Elizabeth Gilbert opens up about sex, drugs and codependency in a new memoir
Briefly

Elizabeth Gilbert opens up about sex, drugs and codependency in a new memoir
"If the most degraded version of Rayya was a low-bottom opioid and cocaine addict who became very manipulative and abusive and quite terrifying for me to live with, the lowest version of myself what I would call a sort of relapse in my life is an enabler who has no boundaries, who will do absolutely anything to be loved, who will pay for everything, who will just constantly try to be pleasing, who will allow herself to be abused."
"I get so swept up in somebody that I actually kind of lose my brains and wake up similar to the way that a black-out alcoholic would wake up months later and be like, 'Oh my god, what just happened to my life?'"

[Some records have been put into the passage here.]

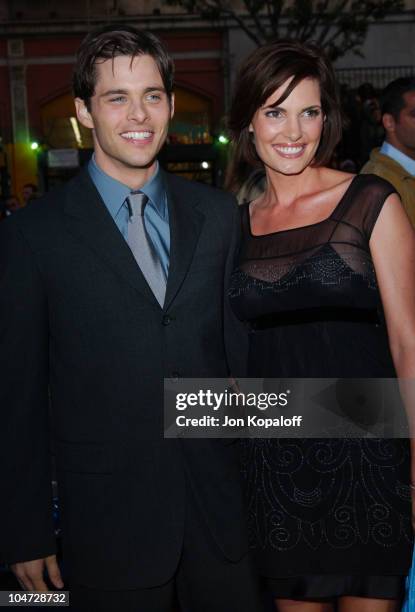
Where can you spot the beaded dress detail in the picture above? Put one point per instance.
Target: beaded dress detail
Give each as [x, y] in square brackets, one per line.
[311, 301]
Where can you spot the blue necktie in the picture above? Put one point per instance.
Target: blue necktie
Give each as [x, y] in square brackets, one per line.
[142, 247]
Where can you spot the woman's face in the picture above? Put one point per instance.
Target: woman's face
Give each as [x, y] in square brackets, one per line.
[287, 137]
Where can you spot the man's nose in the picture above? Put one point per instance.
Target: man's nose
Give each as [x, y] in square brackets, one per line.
[137, 111]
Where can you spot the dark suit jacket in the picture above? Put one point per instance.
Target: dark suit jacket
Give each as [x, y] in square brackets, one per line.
[77, 315]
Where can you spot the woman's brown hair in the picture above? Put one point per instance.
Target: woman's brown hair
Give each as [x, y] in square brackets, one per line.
[259, 76]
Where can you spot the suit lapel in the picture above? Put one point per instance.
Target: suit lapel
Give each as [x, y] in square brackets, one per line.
[186, 223]
[89, 220]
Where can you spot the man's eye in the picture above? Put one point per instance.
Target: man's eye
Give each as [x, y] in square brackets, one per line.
[273, 114]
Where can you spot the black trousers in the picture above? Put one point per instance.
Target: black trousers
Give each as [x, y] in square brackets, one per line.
[204, 581]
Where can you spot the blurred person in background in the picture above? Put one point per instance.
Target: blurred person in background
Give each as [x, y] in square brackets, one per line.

"Both of us, it turns out, later we would find out, were secretly in love with each other and had slowly fallen in love with each over a decade and a half of friendship,"
Elizabeth Gilbert identifies as a "love addict" and a "blackout codependent," describing a pattern of losing herself in intense attachments. She developed a deep friendship with Rayya Elias that, over fifteen years, became mutual love after Elias received a terminal pancreatic and liver cancer diagnosis. Gilbert left her husband to be with Elias. Elias had a prior heroin and cocaine addiction and relapsed as her illness progressed. Gilbert became an enabler, paying and placating, which created a collision of their rock bottoms and revealed Gilbert's lack of boundaries and tolerance for abuse.